Published on January 1, 2009 at 9:05 PM · No Comments

An extract from grape seeds forces laboratory leukemia cells to commit cell suicide, according to researchers from the University of Kentucky.

They found that within 24 hours, 76 percent of leukemia cells had died after being exposed to the extract.

The investigators, who report their findings in the January 1, 2009, issue of Clinical Cancer Research , a journal of the American Association for Cancer Research, also teased apart the cell signaling pathway associated with use of grape seed extract that led to cell death, or apoptosis. They found that the extract activates JNK, a protein that regulates the apoptotic pathway.

While grape seed extract has shown activity in a number of laboratory cancer cell lines, including skin, breast, colon, lung, stomach and prostate cancers, no one had tested the extract in hematological cancers nor had the precise mechanism for activity been revealed.

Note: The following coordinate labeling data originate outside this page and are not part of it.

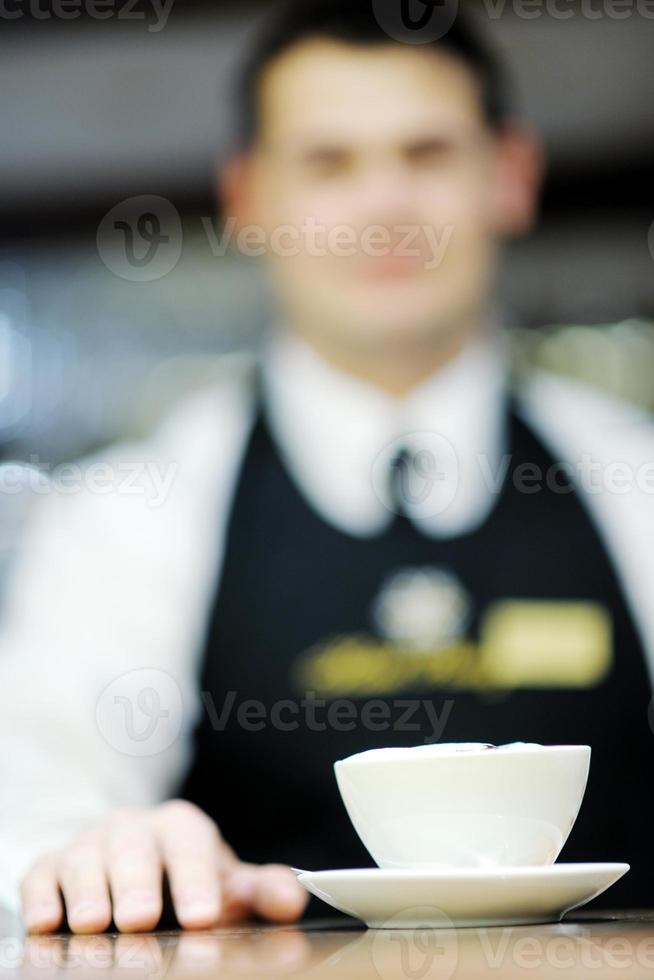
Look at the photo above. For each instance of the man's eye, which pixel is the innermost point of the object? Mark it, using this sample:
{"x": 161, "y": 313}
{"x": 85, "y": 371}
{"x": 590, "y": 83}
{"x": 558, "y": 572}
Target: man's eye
{"x": 430, "y": 152}
{"x": 325, "y": 164}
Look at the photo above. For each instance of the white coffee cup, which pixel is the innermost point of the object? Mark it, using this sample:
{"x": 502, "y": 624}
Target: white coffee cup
{"x": 464, "y": 804}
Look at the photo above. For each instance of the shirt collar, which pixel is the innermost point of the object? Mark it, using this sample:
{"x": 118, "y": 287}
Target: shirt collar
{"x": 338, "y": 436}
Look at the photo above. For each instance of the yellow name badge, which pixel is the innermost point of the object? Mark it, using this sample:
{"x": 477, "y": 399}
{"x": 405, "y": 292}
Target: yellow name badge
{"x": 545, "y": 644}
{"x": 522, "y": 644}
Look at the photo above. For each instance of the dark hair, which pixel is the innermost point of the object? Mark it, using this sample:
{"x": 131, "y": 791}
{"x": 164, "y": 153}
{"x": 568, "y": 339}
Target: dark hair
{"x": 355, "y": 22}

"These results could have implications for the incorporation of agents such as grape seed extract into prevention or treatment of hematological malignancies and possibly other cancers," said the study's lead author, Xianglin Shi, Ph.D., professor in the Graduate Center for Toxicology at the University of Kentucky.

"What everyone seeks is an agent that has an effect on cancer cells but leaves normal cells alone, and this shows that grape seed extract fits into this category," he said.

Shi adds, however, that the research is not far enough along to suggest that people should eat grapes, grape seeds, or grape skin in excess to stave off cancer. "This is very promising research, but it is too early to say this is chemo-protective."

Hematological cancers - leukemia, lymphoma and myeloma - accounted for an estimated 118,310 new cancer cases and almost 54,000 deaths in 2006, ranking these cancers as the fourth leading cause of cancer incidence and death in the U.S.